La jeunesse de Bacchus. (1884)
La Jeunesse de Bacchus. (1884)
This large painting by William Bouguereau portrays Bacchus the god of the grape harvest, winemaking, wine, and the ritual of madness merry making and ecstasy amidst a wild, dancing crowd of Nymphs, Satyrs, Cherubs and musicians.
Within the picture there a many characters some of which appear familiar in other works. The centre of the work shows a group of characters dancing, one of which by the way she is dressed appears to be Psyché who is dancing with her arms aloft while holding the hands of the male behind. She looks as if she is glancing towards a young female in a light blue tunic at the back of the painting who is holding a wine goblet in her right hand and a bunch of grapes in her left hand. The girl seems to be reciprocating her glances by staring back in the direction of Psyché with a longing playful look in her eyes.
At the front of the painting a nymph wearing a Leopard skin is happily dancing while holding the hand of a bacchante who presumably has collapsed on the floor in a drunken stupor . She is sprawled out on the floor with her Thyrsus (A giant fennel staff decorated with vines and a pine cone) under her. To the right of the nymph is a young male with a cherub perched upon his shoulders waving a tambourine.
Psyché glancing back at her admirer.
To the right of him two cherubs one of which is holding a triangle are dancing with another bacchante who is wearing a white tunic. She is holding her thyrsus in her right hand and is staring at the cupid to her left, perhaps it is Eros himself.
Two cherubs, or perhaps Eros himself dances gaily with bacchante.
Behind her the female in the dark blue tunic is dancing and staring into space while playing what appear to be castanet's made from shells. To the right of the painting an athletic tall looking, naked male stands facing the trees to his left at the back of the painting. He has his arms raised showing some definition on his back and shoulders and he is playing the cymbals.

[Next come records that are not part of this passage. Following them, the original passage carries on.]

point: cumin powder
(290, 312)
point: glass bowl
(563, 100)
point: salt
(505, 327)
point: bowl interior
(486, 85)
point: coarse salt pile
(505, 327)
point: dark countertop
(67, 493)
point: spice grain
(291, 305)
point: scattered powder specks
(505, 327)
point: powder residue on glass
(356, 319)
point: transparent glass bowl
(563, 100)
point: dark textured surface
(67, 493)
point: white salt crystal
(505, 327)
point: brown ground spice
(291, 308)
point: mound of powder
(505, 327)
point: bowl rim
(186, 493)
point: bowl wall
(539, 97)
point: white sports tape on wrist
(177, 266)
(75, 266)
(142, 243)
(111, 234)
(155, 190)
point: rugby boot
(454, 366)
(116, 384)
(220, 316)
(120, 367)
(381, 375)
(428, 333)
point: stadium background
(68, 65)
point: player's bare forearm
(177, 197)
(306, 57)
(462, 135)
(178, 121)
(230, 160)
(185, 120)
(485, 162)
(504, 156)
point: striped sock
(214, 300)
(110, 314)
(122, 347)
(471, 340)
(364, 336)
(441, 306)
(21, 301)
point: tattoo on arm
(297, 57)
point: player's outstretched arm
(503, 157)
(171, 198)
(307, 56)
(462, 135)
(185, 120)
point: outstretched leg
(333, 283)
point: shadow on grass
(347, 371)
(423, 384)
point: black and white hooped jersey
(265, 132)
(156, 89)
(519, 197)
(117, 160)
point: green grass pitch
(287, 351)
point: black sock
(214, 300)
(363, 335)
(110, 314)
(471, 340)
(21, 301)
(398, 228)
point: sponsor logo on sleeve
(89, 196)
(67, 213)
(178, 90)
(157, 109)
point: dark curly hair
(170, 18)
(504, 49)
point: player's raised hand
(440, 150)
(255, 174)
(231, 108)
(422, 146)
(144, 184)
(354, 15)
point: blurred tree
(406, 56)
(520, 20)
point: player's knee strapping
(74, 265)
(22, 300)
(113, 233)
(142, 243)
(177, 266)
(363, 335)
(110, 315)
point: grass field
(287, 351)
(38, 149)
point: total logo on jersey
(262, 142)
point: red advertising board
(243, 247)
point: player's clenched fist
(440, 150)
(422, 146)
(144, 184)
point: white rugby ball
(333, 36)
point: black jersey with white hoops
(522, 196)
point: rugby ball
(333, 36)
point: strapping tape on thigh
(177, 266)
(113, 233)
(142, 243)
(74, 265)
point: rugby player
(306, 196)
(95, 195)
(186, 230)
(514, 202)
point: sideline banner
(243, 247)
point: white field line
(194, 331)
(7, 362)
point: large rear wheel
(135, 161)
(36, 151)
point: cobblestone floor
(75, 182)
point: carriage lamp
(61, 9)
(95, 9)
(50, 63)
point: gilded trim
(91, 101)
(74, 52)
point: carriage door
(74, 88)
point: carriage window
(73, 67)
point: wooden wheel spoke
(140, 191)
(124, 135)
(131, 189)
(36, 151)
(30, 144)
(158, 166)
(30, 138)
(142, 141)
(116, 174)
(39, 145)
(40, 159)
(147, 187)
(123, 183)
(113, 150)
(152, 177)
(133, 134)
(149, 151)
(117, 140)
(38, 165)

To his right there are two centaurs one of which is playing dual pan pipes while the other appears to be looking back into the painting toward the merriment. He is holding something in his raised hands of which it is hard to see but could possibly be bagpipes, a much loved instrument along with pan pipes, cymbals, tambourines and castanets of the Satyrs. To the back on the left hand side of the painting Bacchus has been portrayed on the back of a rather tired looking donkey that struggles to carry the overweight and very drunk looking Bacchus. He is wearing a garland on his head and has a vine which has been fashioned into a thong like covering over his genital area. Bacchus has obviously had his fill and is portrayed holding an empty wine goblet or chalice in his right hand. Two Satyrs are trying to steady him and appear to be struggling to support him and keep him on his mount and perhaps ease the burden for the donkey . To his left a partially naked girl holds a tambourine filled with grapes. She is smiling and staring across the scene in the direction of the male cymbalist, while in front of her a naked young male dances and appears to be trying to catch her eye.
In all this painting buy William Bouguereau depicts a scene of drunken debauchery, abandonment and merriment, typical of Bacchus and the Satyrs.
The above account is my interpretation of the work and should in no way be taken as fact.